The present document supplements Chapter 4 ‘Security’ of the Data Processing Agreement (the “DPA”) between Client-Party that has accepted the Master Agreement (the “Controller”) and HeroCoders Sp. z o. o. (the “Processor”) pursuant to the Article 28(1) GDPR (EU General Data Protection Regulation).
The technical and organizational measures (“TOMs”) are implemented by the Processor in accordance with the Article 32 GDPR. They are continuously improved by the Processor taking into account the feasibility, state of the art, the costs of implementation and the nature, scope, context and purposes of processing to ensure appropriate level of security.
This document should be read jointly with HeroCoders Security Statement and other Security and Trust related materials.
Introduction, Data Protection at HeroCoders
HeroCoders as an EU-based company has set itself the goal of providing its customers with the products and services delivered at the highest possible level of information security and data protection in compliance with applicable law.
HeroCoders staff is continuously informed and trained in the area of data protection. In addition, all staff members are contractually bound to data confidentiality.
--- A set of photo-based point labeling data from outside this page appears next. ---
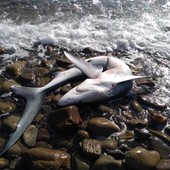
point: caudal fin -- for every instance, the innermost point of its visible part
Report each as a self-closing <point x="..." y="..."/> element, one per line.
<point x="34" y="100"/>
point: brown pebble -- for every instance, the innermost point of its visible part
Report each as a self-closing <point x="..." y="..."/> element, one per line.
<point x="102" y="127"/>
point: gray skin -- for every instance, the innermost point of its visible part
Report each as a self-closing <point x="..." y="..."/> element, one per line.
<point x="101" y="88"/>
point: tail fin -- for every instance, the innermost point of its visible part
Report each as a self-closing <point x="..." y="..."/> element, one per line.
<point x="35" y="98"/>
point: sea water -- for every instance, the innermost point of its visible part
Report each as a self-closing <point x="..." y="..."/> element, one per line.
<point x="138" y="27"/>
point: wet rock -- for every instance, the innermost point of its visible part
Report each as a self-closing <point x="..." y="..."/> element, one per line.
<point x="164" y="164"/>
<point x="141" y="159"/>
<point x="43" y="134"/>
<point x="107" y="162"/>
<point x="161" y="135"/>
<point x="3" y="163"/>
<point x="136" y="106"/>
<point x="157" y="121"/>
<point x="66" y="119"/>
<point x="17" y="149"/>
<point x="30" y="136"/>
<point x="80" y="162"/>
<point x="7" y="107"/>
<point x="16" y="68"/>
<point x="46" y="159"/>
<point x="152" y="102"/>
<point x="167" y="130"/>
<point x="15" y="163"/>
<point x="40" y="71"/>
<point x="159" y="146"/>
<point x="82" y="134"/>
<point x="6" y="85"/>
<point x="136" y="123"/>
<point x="109" y="144"/>
<point x="2" y="50"/>
<point x="127" y="135"/>
<point x="106" y="109"/>
<point x="102" y="127"/>
<point x="91" y="147"/>
<point x="142" y="134"/>
<point x="27" y="79"/>
<point x="9" y="123"/>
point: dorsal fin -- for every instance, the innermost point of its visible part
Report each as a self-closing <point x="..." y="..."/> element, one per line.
<point x="88" y="69"/>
External parties that may come into contact with personal data in the course of their work for HeroCoders are also obligated to maintain data confidentiality as well as to comply with data protection by means of a so-called NDA (Non-Disclosure Agreement) before they begin their work.
Any subcontractors and affiliates of HeroCoders entrusted with further processing of Customer’s personal data (“sub-processors”) are only involved in data processing operations after conclusion of a Data Processing Agreement (DPA) in accordance with Art. 28 GDPR, through which they are fully bound by all relevant EU data protection obligations which HeroCoders itself is subject to.
1. Confidentiality
1.1 Physical Access Control
Measures preventing unauthorized physical access.
Technical Measures
✔ Locking of data processing equipment
Organizational Measures
✔ Employee access policies
✔ Care in selection of personnel
✔ Care in selection of external service providers
✔ Information security policies
✔ Work instructions for operational safety and for remote work
1.2 Logical Access Control, Authorization Control
Measures preventing data processing systems from being used by unauthorized persons.
Measures to ensure that those authorized to use a data processing system can only access the data subject to their access authorization.
Technical Measures
✔ Use of strong individual passwords
✔ Two-factor authentication enforcement for critical systems
✔ Monitoring of login attempts deviating from norm wherever technically feasible
Organizational Measures
✔ Users permissions management
✔ Information security policies
✔ Work instructions for operational safety and remote work
✔ Use of authorization concept
✔ Only commercially reasonable subset of staff has access to personal data
✔ Management of users rights by administrators and minimum number of administrators
✔ Process for granting rights for new staff joining the company and for withdrawing rights of staff leaving the company
1.3 Separation Control
Measures that ensure that data collected for different purposes is processed separately.
Technical Measures
✔ Separation of production and test environment
✔ Physical separation (systems/databases/data carriers)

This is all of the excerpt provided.